Спустя сорок пять лет после тех событий я напишу книгу о пьянстве русских писателей "Унесенные водкой", и там есть страницы о судьбе моих товарищей по институту. Приведу выписку из этой моей книги:
"…Мои современники, друзья шли в литературу из глубин народа – дети рабочих и крестьян, нарождающийся после войны новый слой русской интеллигенции. У них перед глазами были кумиры: Есенин, Хемингуэй, который любил повторять: "Хорошие писатели – пьющие писатели, а пьющие писатели – хорошие писатели". Это была философия медленного самоубийства. Но для моих однокашников коварная философия сработала быстро. Дима Блынский – талантливейший из молодых поэтов, поехал в Мурманск, там спился и домой вернулся в цинковом гробу. Николай Анциферов – блещущий юмором, искрометный стихотворец – в ресторане выпил дозу, не смертельную для высоких и могучих телосложением его собутыльников, но для него, низкорослого и голодного, оказавшуюся роковой. Ваня Харабаров – тоже низкорослый паренек из Сибири, выпил около литра водки, уснул и больше не проснулся. Им всем троим было по двадцать пять – двадцать шесть лет. Тоненькие книжечки их стихов, как крылатые вестники рожденных народом талантов, остались нам в память и назидание о страшной и коварной силе алкоголя".
Долго я думал: написать эту книгу – о пьянстве русских писателей или оставить эту затею для другого более смелого автора. И все-таки решился. И многих друзей-товарищей потерял в одночасье. Валерий Николаевич Ганичев, председатель Союза писателей России, давний и хороший мой знакомый, как мне рассказали, по прочтении этой книги заметил: "Зря он взялся за эту тему". Другие осудили меня еще строже: дескать, бросил камень в собственный огород. Утешением служат мне письма читателей. Почти во всех письмах есть одобрительные слова: "Прочел вашу книгу и бросил пить". А мой старый товарищ великий русский бас Борис Штоколов сказал: "Я и раньше не увлекался спиртным, а теперь решил и вовсе не притрагиваться к рюмке".
Для автора нет большей награды, чем такие признания.
Глава шестая
Как-то тихо и незаметно закончили свою работу комиссии и покинули наш институт. Словно пожухлую листву, сдуло ветром еще вчера жужжащие, как шмели, стайки аспирантов и профессоров, посторонних писателей, литераторов и прочих нерусских жрецов русской литературы.

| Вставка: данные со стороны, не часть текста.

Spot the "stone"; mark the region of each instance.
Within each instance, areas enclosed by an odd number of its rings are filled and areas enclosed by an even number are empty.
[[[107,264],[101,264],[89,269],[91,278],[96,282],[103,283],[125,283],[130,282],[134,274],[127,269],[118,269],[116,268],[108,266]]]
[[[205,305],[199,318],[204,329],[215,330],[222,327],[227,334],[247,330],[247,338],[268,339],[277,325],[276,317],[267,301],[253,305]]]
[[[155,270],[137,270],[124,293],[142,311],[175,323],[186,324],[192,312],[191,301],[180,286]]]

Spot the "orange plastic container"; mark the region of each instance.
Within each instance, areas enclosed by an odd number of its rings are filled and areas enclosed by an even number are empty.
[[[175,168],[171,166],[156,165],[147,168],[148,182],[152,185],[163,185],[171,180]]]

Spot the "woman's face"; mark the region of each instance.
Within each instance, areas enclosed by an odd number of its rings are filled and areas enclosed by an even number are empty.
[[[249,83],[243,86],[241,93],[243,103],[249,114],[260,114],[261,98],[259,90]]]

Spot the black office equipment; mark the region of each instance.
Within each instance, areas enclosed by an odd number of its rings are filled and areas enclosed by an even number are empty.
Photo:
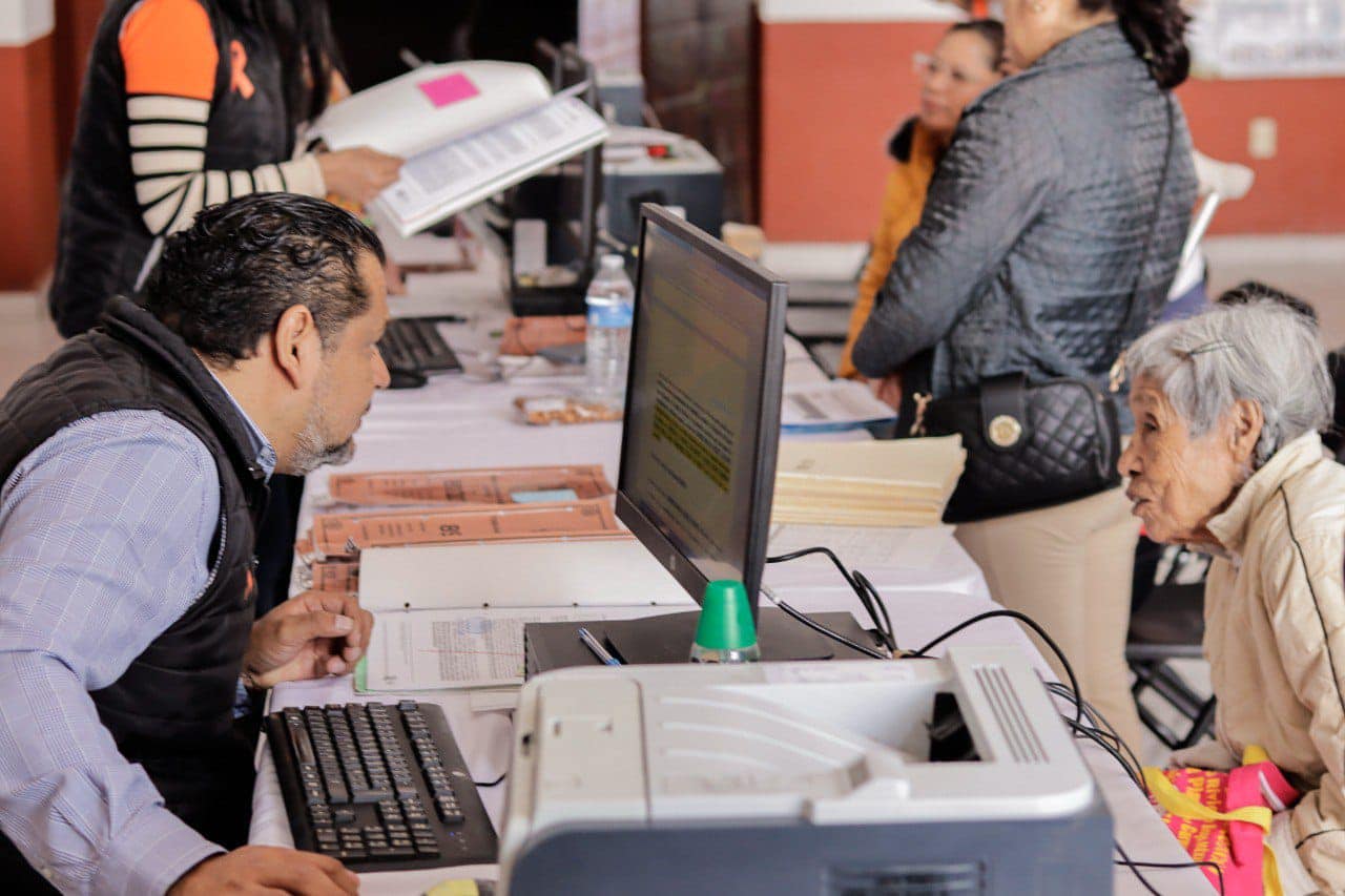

Во вес время работы комиссий они толпились в коридорах, в приемной ректората, тревожно гудели в кабинетах Россельса, Исбаха, Борщаговского. Стоя у окна партбюро, я видел все новых людей; они, завидев во дворе студента, аспиранта или профессора, тотчас его окружали, и стайка нарастала, превращалась в стаю обеспокоенных судьбой института литераторов. Глядя на них, я вспоминал чей-то рассказ о Булгакове, который жил в доме, выходящем окнами на институтский скверик, и работал здесь же дворником. На нем был белый холщовый фартук, кирзовые сапоги и кожаный картуз на манер того, что носили московские кучера того времени. Однажды, завидев идущих по двору сразу пятерых приехавших из Одессы и уже ставших знаменитыми поэтов – Багрицкого, Сельвинского, Светлова, Долматовского, Александровского, Михаил Афанасьевич отставил в сторону метлу, снял шапку и, низко поклонившись, угодливо их приветствовал:
– Здра-а-вствуйте, господа русские писатели!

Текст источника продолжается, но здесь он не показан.